21-May-2010

System Admin (un)Truths?

I've just come across an old article by Evan Erwin entitled Top 10 System Administrator Truths. While I agree with a lot of what Evan has to say, I can tell that he's never worked in a mission critical environment by his truth #10. This is called "The Holy Grail of Tech Support" and put bluntly, he's suggesting that you should ask your user to reboot to fix a multitude of issues. Well, try suggesting that you reboot <insert name of your local stock exchange>'s trading platform in the middle of a trading day and see how far you get.

Giving the box the three finger salute may fix your immediate problem, but it's sure not going to help you actually find out what was wrong in the first place, as a reboot will remove all possible avenues of investigation when the computer's memory is initialized. Because you didn't fix something to stop the issue happening again, it'll probably happen again. Not a good outcome when you have to explain to the CIO why you are rebooting a production machine for the nineteenth time.

It's far better to either track the problem down while the machine is still functioning, or cause the machine to do a crash dump to capture as much context as you can so you can investigate the problem after the computer is rebooted.
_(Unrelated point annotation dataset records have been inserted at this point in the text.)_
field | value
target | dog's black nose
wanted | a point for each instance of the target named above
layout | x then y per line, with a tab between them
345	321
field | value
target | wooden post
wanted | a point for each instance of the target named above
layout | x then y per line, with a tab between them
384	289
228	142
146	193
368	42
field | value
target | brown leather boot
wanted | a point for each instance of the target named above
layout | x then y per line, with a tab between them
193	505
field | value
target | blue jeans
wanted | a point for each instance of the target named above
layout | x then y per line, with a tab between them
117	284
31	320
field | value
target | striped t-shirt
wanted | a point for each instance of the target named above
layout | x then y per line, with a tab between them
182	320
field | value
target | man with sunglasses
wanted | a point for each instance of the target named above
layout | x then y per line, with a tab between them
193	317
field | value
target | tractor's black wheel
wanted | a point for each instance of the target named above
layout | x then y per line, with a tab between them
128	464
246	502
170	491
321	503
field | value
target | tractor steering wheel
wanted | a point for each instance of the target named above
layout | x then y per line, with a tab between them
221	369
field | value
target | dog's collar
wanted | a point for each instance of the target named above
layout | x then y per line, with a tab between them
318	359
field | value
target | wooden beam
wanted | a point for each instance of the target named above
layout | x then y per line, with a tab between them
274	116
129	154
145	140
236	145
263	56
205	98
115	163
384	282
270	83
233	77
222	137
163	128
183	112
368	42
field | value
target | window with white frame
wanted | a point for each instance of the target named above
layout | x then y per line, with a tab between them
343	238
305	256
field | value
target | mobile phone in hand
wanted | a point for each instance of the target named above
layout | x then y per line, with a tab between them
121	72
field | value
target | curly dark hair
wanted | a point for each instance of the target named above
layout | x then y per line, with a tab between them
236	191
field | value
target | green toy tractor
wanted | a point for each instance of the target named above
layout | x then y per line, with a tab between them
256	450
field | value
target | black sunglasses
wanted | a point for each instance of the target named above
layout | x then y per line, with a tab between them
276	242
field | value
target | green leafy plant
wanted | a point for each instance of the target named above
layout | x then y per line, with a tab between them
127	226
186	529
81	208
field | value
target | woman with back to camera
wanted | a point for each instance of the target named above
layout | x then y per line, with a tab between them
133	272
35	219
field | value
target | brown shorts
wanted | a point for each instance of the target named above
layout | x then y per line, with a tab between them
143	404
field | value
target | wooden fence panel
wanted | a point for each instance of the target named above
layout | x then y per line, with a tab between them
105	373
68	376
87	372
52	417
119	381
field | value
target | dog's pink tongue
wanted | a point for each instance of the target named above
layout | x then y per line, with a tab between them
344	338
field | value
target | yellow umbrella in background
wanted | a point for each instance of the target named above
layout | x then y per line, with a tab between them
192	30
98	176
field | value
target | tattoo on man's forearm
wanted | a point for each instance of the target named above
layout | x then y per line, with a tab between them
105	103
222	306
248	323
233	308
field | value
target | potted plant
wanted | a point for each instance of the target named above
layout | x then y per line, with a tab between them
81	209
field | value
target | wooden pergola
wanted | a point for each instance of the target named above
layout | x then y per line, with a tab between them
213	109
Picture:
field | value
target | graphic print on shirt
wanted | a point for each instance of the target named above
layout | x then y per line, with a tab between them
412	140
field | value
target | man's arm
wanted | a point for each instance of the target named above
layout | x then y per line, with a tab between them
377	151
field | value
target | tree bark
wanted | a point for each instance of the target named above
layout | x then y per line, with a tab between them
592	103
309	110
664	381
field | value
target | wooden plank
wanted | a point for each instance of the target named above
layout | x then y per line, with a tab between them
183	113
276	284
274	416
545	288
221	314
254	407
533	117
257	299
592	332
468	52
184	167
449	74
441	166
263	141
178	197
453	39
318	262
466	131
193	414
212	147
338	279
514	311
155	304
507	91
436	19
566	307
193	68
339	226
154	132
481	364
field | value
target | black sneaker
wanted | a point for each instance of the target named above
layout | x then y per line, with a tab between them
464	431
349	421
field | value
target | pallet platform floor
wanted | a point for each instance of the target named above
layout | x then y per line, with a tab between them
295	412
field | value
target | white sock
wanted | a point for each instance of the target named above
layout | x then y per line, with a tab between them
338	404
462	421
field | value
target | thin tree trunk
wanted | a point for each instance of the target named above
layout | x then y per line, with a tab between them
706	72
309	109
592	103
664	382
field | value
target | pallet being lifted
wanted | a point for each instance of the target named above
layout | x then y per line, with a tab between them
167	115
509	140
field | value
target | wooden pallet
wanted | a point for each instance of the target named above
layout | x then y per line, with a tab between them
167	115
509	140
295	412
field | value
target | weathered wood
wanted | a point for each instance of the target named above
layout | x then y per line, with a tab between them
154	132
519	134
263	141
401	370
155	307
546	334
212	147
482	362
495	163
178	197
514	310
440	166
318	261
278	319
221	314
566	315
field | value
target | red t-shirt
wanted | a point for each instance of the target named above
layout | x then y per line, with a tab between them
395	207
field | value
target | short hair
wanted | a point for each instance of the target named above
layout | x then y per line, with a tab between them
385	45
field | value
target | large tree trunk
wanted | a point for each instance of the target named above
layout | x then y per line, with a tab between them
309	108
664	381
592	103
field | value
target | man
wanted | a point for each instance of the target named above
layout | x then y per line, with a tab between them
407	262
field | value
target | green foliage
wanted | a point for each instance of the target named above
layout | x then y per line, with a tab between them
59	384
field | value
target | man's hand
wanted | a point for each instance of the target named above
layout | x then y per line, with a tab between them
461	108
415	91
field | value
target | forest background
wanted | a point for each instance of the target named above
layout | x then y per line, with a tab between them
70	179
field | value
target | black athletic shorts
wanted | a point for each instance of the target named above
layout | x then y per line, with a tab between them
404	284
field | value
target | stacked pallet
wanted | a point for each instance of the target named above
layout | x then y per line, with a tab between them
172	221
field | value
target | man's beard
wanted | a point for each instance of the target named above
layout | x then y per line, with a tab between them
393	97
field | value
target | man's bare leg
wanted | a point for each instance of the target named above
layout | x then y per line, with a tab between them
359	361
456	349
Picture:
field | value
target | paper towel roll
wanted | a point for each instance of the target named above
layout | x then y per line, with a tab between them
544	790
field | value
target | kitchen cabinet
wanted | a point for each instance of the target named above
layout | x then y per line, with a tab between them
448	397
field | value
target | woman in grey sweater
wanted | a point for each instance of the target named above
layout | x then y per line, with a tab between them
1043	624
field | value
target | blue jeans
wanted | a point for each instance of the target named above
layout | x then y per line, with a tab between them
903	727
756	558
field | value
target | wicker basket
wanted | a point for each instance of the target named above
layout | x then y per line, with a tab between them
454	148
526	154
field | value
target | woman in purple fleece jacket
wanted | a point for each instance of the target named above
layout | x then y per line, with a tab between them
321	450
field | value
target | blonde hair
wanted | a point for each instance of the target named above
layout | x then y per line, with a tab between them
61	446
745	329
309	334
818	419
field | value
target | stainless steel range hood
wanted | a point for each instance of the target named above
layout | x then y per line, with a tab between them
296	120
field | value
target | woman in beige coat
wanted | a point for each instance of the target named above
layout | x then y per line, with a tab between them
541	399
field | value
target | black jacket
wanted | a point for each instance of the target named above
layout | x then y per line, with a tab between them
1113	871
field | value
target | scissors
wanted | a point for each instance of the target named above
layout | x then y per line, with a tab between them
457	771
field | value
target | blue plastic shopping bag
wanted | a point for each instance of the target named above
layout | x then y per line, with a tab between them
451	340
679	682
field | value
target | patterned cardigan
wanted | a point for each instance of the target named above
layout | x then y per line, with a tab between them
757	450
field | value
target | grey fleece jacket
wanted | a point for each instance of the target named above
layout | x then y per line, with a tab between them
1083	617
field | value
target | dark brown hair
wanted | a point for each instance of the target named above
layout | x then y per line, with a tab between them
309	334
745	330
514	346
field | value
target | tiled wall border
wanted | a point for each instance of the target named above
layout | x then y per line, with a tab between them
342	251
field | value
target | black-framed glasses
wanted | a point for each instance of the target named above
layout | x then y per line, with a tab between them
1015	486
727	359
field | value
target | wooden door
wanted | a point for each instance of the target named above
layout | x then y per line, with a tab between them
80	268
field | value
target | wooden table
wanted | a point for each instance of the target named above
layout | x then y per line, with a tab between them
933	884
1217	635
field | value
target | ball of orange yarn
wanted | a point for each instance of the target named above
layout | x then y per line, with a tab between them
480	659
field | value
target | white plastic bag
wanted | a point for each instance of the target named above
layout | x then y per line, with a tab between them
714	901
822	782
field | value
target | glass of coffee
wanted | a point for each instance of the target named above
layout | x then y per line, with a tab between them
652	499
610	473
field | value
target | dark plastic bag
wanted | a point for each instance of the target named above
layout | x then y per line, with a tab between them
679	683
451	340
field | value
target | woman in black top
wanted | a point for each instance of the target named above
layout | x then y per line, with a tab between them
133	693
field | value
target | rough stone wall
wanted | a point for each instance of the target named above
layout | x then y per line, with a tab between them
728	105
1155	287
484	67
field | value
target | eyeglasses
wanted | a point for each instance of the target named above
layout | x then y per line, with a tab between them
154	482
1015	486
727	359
Posted at May 21, 2010 8:16 AM
Tag Set:
Comments

A reboot is rarely the answer. VMS has fine tools for working out what is going on.

There is a a good presentation about making the best use of a crash dump. Some preparation ensures that when crashing the system to get a dump is needed then the result is of a maximum use to the support centre.

(I've resisted the urge to add various jokes of the traditional British humor here about dumps).

Posted by: Ian Miller at May 21, 2010 8:48 PM

Comments are closed